Protease adalah enzim-enzim yang mengkatalisis pemecahan protein. Pemecahan Protein adalah proses normal yang diperlukan untuk mempertahankan homeostasis seluler. Protease yang aktif dapat ditemukan di seluruh tubuh, termasuk saluran pencernaan, di dalam sel dan beredar dalam darah. Menurut ” Biochemistry: A Case-Oriented Approach”, protease mengkatalisis proteolisis, proses ireversibel yang memecah protein menjadi asam amino komponennya. Proteolisis memotong ikatan peptida antara asam amino dalam protein. Asam amino bebas dan fragmen protein yang lebih kecil adalah produk dari aktivitas protease (Winarno, 1995).

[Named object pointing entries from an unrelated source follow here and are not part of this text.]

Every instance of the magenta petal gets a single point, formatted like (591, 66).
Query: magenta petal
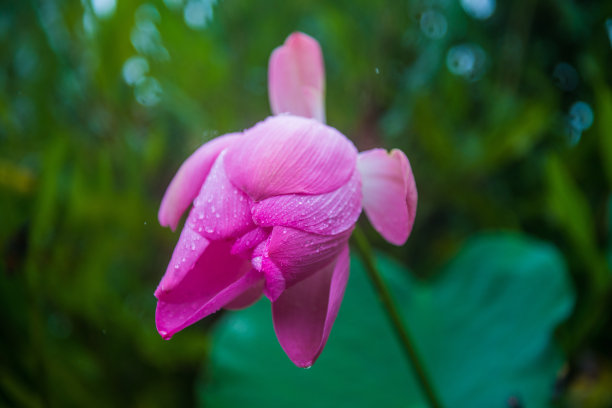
(389, 193)
(248, 297)
(189, 179)
(215, 279)
(292, 255)
(296, 78)
(304, 314)
(290, 155)
(326, 214)
(250, 240)
(186, 253)
(220, 211)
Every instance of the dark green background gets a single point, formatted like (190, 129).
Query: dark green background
(502, 176)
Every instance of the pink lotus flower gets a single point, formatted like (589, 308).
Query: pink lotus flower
(273, 209)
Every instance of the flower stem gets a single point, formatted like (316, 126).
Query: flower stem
(365, 251)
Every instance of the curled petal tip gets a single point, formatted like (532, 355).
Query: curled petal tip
(296, 78)
(165, 335)
(188, 180)
(389, 193)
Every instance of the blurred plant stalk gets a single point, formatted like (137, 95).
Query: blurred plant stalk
(362, 245)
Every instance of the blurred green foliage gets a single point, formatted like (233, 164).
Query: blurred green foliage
(501, 297)
(100, 106)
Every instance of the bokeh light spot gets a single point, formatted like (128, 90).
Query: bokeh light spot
(104, 8)
(479, 9)
(433, 24)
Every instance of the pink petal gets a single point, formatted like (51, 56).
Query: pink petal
(189, 179)
(326, 214)
(248, 297)
(292, 255)
(290, 155)
(220, 211)
(247, 242)
(304, 314)
(296, 78)
(214, 280)
(389, 193)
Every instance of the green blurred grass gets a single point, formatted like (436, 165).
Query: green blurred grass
(83, 164)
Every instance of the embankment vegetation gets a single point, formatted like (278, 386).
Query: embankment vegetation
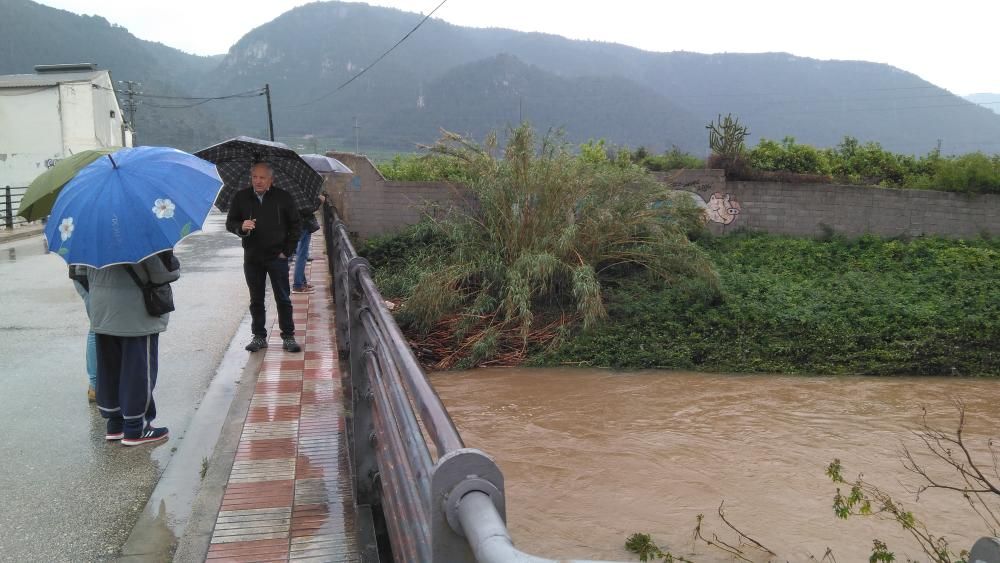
(582, 260)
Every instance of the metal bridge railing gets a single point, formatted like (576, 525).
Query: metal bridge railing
(445, 505)
(10, 198)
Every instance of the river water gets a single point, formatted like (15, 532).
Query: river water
(591, 456)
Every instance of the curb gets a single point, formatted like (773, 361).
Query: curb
(20, 233)
(172, 524)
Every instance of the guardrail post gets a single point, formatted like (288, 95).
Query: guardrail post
(340, 284)
(8, 215)
(456, 474)
(986, 550)
(365, 464)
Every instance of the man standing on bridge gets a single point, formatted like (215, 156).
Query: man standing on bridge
(267, 220)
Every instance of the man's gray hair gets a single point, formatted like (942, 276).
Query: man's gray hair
(267, 165)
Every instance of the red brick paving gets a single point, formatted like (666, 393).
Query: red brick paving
(264, 515)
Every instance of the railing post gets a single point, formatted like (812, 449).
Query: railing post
(8, 215)
(456, 474)
(365, 464)
(986, 550)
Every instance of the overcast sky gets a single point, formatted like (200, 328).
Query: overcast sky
(952, 44)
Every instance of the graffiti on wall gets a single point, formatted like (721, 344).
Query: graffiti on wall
(722, 208)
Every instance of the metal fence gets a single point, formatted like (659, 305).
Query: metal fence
(10, 199)
(420, 493)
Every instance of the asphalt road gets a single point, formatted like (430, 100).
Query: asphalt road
(66, 494)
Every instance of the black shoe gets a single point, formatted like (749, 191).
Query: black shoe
(258, 343)
(115, 429)
(148, 435)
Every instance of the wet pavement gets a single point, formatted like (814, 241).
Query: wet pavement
(66, 494)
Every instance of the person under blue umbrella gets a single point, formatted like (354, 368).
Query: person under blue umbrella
(117, 221)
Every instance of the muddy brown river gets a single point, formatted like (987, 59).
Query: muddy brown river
(591, 456)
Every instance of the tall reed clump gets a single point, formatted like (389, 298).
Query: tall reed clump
(528, 260)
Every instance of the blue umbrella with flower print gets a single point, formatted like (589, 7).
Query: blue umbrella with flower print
(131, 204)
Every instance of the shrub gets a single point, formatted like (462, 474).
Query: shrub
(422, 168)
(549, 228)
(672, 159)
(788, 156)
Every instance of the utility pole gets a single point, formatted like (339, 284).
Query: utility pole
(356, 149)
(131, 104)
(270, 120)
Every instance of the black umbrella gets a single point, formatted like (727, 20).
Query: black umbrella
(235, 157)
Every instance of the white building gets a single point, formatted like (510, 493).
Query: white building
(54, 113)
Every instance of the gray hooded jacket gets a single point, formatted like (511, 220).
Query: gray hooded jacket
(116, 304)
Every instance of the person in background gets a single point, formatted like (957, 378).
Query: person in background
(309, 225)
(269, 223)
(79, 276)
(128, 346)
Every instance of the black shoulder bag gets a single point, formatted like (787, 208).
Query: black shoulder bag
(159, 298)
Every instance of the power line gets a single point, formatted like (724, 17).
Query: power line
(375, 62)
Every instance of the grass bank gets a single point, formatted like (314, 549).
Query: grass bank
(927, 306)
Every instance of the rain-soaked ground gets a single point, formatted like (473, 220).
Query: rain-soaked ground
(66, 494)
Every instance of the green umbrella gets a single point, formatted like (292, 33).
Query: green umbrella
(37, 201)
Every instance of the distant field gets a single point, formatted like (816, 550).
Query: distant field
(320, 145)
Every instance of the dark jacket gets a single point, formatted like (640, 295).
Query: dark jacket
(278, 223)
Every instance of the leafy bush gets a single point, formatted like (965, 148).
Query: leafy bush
(876, 306)
(788, 156)
(973, 172)
(530, 261)
(673, 159)
(422, 168)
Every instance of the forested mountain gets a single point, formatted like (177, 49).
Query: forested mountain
(472, 80)
(991, 101)
(32, 34)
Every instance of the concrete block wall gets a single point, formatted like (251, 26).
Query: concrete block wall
(811, 209)
(371, 205)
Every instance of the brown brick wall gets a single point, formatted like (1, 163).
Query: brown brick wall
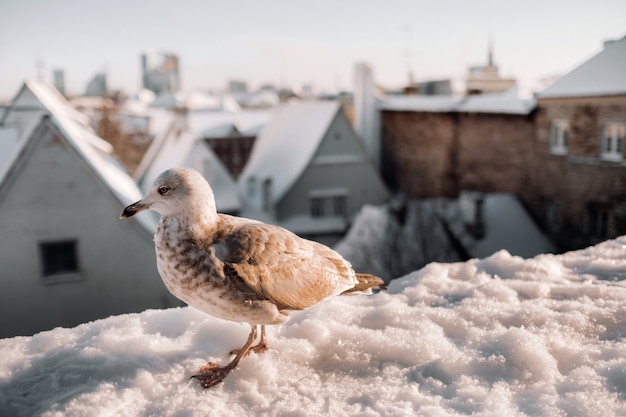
(579, 182)
(494, 152)
(440, 154)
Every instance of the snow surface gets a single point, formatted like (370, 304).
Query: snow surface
(601, 75)
(502, 336)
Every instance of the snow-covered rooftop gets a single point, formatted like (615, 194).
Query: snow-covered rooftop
(181, 147)
(75, 126)
(501, 336)
(601, 75)
(291, 137)
(214, 123)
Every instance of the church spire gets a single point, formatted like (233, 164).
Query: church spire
(490, 51)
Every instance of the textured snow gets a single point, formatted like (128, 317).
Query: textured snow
(501, 336)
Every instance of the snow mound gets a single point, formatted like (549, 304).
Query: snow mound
(492, 337)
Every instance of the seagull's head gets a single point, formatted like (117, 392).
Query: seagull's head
(173, 192)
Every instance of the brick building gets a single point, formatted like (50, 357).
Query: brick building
(562, 155)
(439, 146)
(578, 167)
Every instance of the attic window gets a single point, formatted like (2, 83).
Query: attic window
(559, 137)
(317, 207)
(613, 137)
(59, 261)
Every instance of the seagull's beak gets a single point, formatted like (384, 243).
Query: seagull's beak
(133, 209)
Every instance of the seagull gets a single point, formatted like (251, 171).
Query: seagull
(235, 268)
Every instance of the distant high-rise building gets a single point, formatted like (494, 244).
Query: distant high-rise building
(58, 76)
(97, 87)
(160, 72)
(485, 79)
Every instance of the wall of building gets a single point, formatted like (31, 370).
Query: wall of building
(419, 157)
(569, 190)
(494, 152)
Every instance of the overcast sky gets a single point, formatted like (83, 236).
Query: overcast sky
(292, 42)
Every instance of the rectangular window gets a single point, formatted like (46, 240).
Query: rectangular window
(59, 261)
(317, 207)
(613, 137)
(598, 219)
(340, 205)
(559, 137)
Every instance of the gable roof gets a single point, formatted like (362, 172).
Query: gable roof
(182, 147)
(287, 143)
(601, 75)
(74, 126)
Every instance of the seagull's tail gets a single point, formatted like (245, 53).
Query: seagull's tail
(365, 285)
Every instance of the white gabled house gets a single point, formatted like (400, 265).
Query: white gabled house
(180, 146)
(66, 257)
(309, 172)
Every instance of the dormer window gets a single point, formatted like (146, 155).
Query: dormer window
(613, 137)
(59, 261)
(559, 137)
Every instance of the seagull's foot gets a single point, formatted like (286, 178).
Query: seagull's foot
(212, 374)
(260, 348)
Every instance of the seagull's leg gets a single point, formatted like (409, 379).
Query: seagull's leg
(258, 348)
(262, 345)
(212, 374)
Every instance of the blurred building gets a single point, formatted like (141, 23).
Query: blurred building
(309, 172)
(485, 79)
(97, 86)
(578, 163)
(160, 72)
(70, 259)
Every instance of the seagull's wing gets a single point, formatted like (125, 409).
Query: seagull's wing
(292, 272)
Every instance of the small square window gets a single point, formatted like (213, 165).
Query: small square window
(59, 261)
(317, 207)
(613, 137)
(340, 205)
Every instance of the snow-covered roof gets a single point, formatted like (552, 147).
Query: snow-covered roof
(508, 226)
(602, 75)
(421, 103)
(287, 144)
(501, 336)
(96, 152)
(507, 102)
(182, 147)
(213, 123)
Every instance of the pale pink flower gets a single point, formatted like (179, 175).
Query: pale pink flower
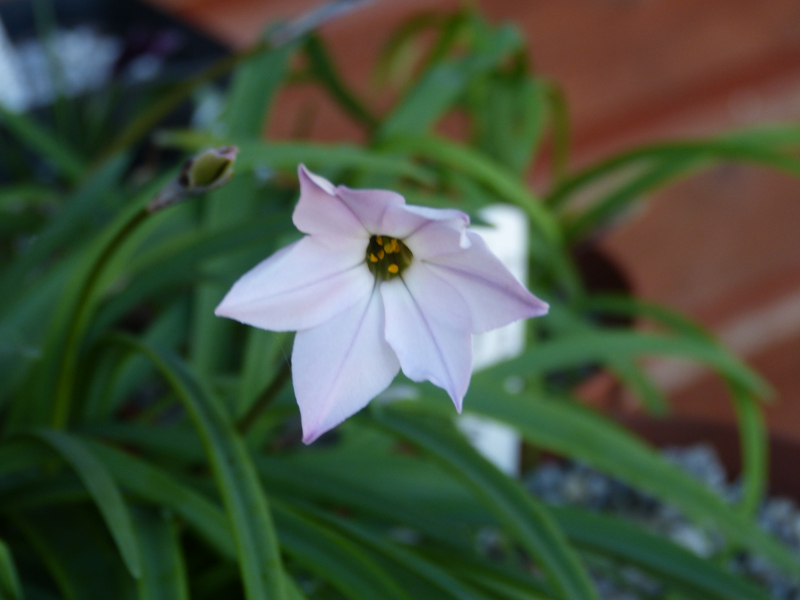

Protease, disebut juga peptidase atau proteinase, merupakan enzim golongan hidrolase yang akan memecah protein menjadi molekul yang lebih sederhana, seperti menjadi oligopeptida pendek atau asam amino,dengan reaksi hidrolisis pada ikatan peptida. Enzim ini diperlukan oleh semua makhluk hidup karena bersifat esensial dalam metabolisme protein. Peranannya dalam tubuh antara lain membantu pencernaan protein dalam makanan, menggunakan kembali protein-protein intraseluler, koagulasi sel darah, dan akivasi berbagai jenis protein, enzim, hormon, serta neurotransmiter (Winarno, 1995).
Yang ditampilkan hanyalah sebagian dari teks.